Le rédacteur en chef français suspendu pour un titre lié à Macron
Le directeur d’un quotidien régional français a été suspendu après un titre en Une critiquant le président Emmanuel Macron, a annoncé la direction vendredi 22 mars, provoquant l’indignation de la rédaction.
Macron a lancé mardi une vaste opération contre le trafic de drogue dans la ville portuaire méridionale de Marseille et ailleurs. Suite à la visite de Macron à Marseille, La Provence Le quotidien a publié jeudi une première page montrant deux personnes observant une patrouille de police. Le titre qui l’accompagnait disait : « Il est parti, mais nous sommes toujours là. »

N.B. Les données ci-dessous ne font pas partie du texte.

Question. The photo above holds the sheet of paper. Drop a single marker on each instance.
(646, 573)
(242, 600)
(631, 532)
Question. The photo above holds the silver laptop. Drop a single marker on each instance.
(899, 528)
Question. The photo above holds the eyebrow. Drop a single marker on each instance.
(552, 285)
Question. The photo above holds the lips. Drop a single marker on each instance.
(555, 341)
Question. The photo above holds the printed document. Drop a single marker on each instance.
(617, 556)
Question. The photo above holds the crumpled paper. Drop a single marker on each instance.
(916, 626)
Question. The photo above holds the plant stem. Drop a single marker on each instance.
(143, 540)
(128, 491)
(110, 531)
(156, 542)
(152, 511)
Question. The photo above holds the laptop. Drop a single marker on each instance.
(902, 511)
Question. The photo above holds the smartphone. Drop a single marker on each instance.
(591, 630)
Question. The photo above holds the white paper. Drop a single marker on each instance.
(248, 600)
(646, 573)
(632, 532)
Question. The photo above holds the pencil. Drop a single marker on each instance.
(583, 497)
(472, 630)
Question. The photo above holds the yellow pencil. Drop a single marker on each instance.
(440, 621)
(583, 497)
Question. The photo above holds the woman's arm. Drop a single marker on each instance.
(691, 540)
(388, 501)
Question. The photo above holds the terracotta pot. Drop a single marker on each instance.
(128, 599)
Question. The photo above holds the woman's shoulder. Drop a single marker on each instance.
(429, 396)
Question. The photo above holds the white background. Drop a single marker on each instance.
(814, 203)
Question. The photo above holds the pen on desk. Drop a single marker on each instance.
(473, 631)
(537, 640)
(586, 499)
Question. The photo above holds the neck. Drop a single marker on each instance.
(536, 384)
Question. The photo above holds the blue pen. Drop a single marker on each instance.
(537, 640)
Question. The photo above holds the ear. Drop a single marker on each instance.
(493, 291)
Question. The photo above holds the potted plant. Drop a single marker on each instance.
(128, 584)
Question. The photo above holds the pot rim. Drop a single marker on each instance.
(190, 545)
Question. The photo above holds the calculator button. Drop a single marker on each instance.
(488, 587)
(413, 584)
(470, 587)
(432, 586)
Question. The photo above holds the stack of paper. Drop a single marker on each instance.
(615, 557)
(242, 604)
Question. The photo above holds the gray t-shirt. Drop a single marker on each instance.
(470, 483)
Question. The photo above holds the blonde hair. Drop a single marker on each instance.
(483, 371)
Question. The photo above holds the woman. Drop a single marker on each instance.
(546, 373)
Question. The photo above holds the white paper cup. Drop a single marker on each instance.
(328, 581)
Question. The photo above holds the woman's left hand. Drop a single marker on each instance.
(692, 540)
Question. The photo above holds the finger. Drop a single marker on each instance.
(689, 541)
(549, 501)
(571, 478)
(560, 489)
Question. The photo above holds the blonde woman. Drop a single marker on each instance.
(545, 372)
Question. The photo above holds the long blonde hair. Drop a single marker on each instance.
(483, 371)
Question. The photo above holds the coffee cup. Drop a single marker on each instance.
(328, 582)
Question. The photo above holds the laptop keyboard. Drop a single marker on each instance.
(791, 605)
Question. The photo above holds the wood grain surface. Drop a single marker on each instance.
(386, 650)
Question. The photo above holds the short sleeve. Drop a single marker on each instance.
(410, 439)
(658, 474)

Sur la base de la première page, La ProvenceLe rédacteur en chef du journal, Aurlien Viers, a été suspendu pour une semaine, pour non-respect de ses « valeurs et de sa ligne éditoriale », a déclaré le directeur général du journal, Gabriel d’Harcourt. La citation et l’image en première page « pourraient amener les gens à croire que nous acceptons de donner une voix aux trafiquants de drogue afin qu’ils puissent se moquer de l’autorité publique », a écrit d’Harcourt dans un article « À nos lecteurs » publié vendredi.
Dans un article paru jeudi La Provence, la citation en première page était en réalité attribuée à un habitant d’un quartier pauvre de Marseille, du seul nom de Brahim. Il a affirmé que la ville avait « trouvé les moyens nécessaires pour protéger le président lors de sa visite. Il est parti, mais nous sommes toujours là, dans le même enfer ».

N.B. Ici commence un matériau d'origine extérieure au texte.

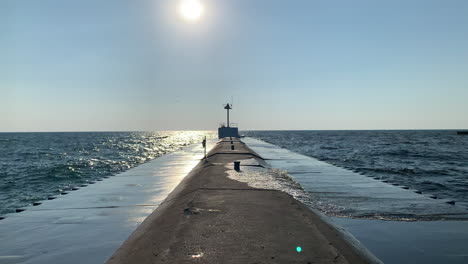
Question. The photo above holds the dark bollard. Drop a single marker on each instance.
(237, 165)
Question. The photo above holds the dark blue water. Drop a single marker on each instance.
(435, 162)
(36, 165)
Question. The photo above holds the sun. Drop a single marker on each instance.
(191, 10)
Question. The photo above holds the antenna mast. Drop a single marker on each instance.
(228, 107)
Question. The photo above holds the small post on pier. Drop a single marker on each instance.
(228, 107)
(204, 147)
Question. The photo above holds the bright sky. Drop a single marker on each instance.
(302, 64)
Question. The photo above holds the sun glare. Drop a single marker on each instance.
(191, 10)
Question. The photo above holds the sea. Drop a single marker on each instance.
(34, 166)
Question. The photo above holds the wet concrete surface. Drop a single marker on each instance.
(210, 218)
(89, 224)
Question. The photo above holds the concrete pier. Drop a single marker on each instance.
(210, 218)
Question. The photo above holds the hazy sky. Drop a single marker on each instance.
(299, 64)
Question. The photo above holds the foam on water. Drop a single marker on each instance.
(339, 192)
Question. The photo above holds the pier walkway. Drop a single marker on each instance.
(210, 218)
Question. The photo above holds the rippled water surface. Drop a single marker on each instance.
(435, 162)
(36, 165)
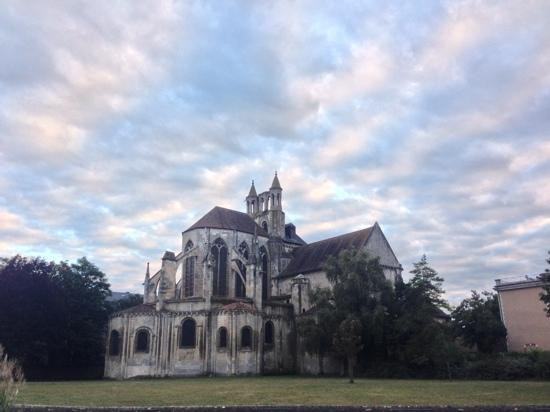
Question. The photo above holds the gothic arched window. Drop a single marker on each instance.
(268, 333)
(142, 341)
(188, 332)
(222, 337)
(246, 337)
(189, 281)
(243, 249)
(114, 343)
(264, 269)
(240, 284)
(188, 246)
(219, 254)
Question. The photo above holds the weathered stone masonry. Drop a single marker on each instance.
(226, 304)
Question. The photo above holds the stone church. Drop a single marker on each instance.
(227, 302)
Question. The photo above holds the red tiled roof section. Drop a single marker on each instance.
(222, 218)
(310, 258)
(239, 306)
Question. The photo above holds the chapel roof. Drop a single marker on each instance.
(291, 236)
(222, 218)
(311, 257)
(239, 307)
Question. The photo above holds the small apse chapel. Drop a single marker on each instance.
(226, 303)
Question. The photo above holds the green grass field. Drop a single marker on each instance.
(284, 391)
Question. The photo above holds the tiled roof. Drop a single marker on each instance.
(291, 236)
(310, 258)
(239, 306)
(143, 308)
(222, 218)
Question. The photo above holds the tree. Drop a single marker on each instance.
(85, 291)
(545, 294)
(32, 311)
(52, 315)
(420, 337)
(316, 330)
(347, 342)
(428, 283)
(477, 322)
(361, 291)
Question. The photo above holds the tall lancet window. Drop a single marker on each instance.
(189, 281)
(219, 254)
(264, 269)
(240, 282)
(188, 246)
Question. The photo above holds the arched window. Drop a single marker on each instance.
(222, 337)
(246, 337)
(189, 281)
(264, 269)
(240, 284)
(188, 246)
(188, 332)
(268, 333)
(114, 343)
(219, 254)
(243, 249)
(142, 341)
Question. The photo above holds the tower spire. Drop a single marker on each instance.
(276, 184)
(252, 192)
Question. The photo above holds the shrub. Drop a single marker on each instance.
(11, 380)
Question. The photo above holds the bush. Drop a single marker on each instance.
(11, 380)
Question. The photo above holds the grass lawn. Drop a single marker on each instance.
(284, 391)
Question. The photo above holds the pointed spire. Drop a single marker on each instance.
(276, 184)
(252, 192)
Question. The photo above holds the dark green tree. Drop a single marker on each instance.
(85, 291)
(476, 321)
(316, 330)
(347, 342)
(420, 337)
(428, 283)
(361, 291)
(53, 316)
(32, 311)
(545, 294)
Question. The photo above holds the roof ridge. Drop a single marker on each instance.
(338, 236)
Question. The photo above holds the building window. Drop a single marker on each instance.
(240, 283)
(142, 341)
(189, 284)
(219, 254)
(246, 337)
(268, 333)
(222, 337)
(264, 270)
(114, 343)
(188, 332)
(243, 250)
(188, 246)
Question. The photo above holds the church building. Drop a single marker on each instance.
(227, 302)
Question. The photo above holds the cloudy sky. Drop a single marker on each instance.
(121, 123)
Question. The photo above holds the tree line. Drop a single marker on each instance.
(53, 316)
(409, 329)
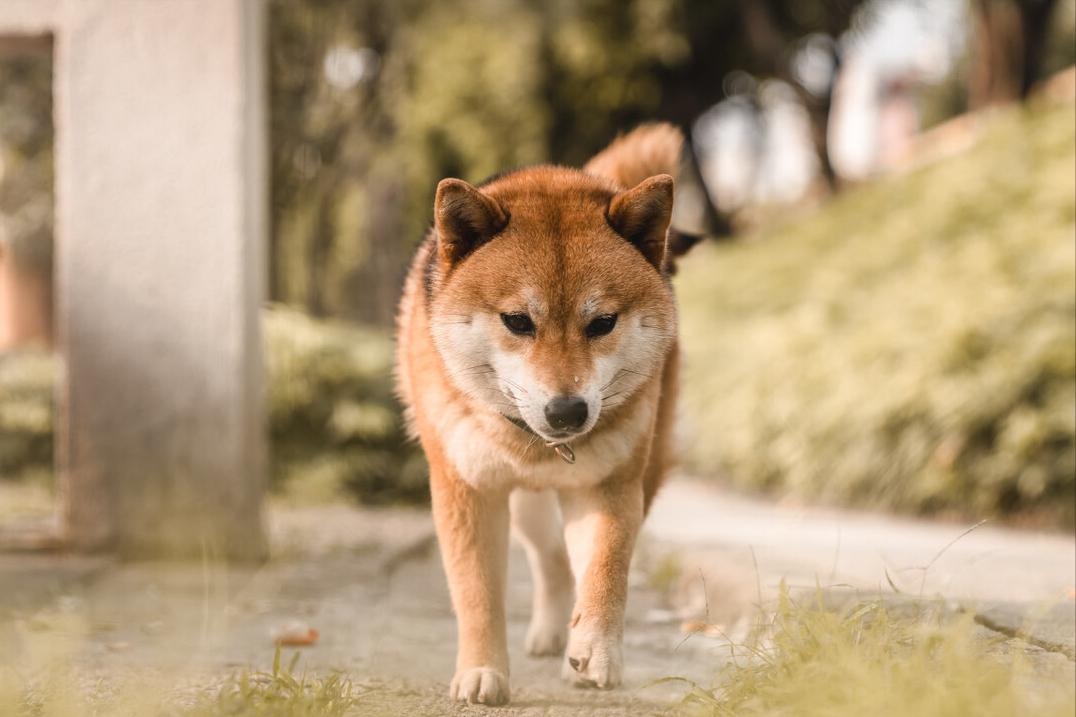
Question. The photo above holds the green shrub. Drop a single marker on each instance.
(334, 422)
(911, 345)
(333, 416)
(26, 413)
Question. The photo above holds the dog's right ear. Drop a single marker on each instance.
(465, 220)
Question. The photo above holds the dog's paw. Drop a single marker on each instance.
(480, 686)
(594, 658)
(547, 635)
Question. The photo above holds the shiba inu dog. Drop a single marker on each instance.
(537, 359)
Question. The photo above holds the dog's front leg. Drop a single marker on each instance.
(472, 532)
(600, 526)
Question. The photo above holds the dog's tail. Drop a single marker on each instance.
(661, 149)
(648, 150)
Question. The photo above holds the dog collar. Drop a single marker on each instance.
(564, 450)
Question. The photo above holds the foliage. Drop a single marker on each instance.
(461, 88)
(334, 419)
(62, 691)
(26, 413)
(909, 346)
(868, 659)
(335, 425)
(280, 693)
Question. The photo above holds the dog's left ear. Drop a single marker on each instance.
(465, 219)
(641, 215)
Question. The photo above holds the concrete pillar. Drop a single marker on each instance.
(160, 208)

« Ingérence éditoriale » : le syndicat
D’Harcourt a déclaré à l’Agence France-Presse (AFP) que la couverture de cette visite par son journal avait été « très bonne », à l’exception de la Une, « où on a l’impression que nous sommes les porte-parole des dealers ». La Une était « contraire à nos rôles et au rôle que nous voulons jouer à Marseille et dans sa région », a-t-il déclaré.
Le SNJ, principal syndicat de journalistes La Provence, a déclaré à l’AFP que les journalistes du journal étaient « scandalisés » par la suspension de Viers et a qualifié de « surréaliste » la justification de la suspension par d’Harcourt. L’assemblée générale de l’état-major a voté vendredi en faveur d’une grève de protestation. « Il s’agit d’un acte d’ingérence éditoriale inadmissible », a déclaré à l’AFP Audrey Letellier, représentante du SNJ.

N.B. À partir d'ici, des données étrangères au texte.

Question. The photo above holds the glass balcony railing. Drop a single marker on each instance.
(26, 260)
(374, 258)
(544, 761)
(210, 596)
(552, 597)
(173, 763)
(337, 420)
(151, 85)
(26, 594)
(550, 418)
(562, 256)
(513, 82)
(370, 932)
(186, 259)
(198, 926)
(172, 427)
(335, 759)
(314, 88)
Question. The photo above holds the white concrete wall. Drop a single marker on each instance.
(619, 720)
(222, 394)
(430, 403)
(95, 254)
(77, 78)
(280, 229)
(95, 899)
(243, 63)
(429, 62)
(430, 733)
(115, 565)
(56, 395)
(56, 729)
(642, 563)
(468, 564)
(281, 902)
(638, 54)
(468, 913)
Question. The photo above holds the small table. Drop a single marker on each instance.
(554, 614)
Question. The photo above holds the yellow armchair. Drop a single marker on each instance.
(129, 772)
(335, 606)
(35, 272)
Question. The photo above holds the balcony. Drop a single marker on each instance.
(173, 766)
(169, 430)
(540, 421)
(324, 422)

La Provence, publié à Marseille, a un tirage quotidien d’environ 62 000 exemplaires. Il appartient à CMA CGM Medias, qui appartient à l’homme d’affaires milliardaire franco-libanais Rodolphe Saad. Saad, qui a d’autres intérêts médiatiques de premier plan, a annoncé ce mois-ci qu’il rachèterait également Altice Media, propriétaire des chaînes de télévision BFMTV et RMC.
Interrogé lors d’une réunion du personnel d’Altice s’il chercherait à censurer les informations défavorables concernant ses intérêts médiatiques, Saadé a répondu : « Je n’aimerais pas cela, et je le ferais savoir. » Mais, a ajouté le magnat des médias, « je n’interviendrais pas ».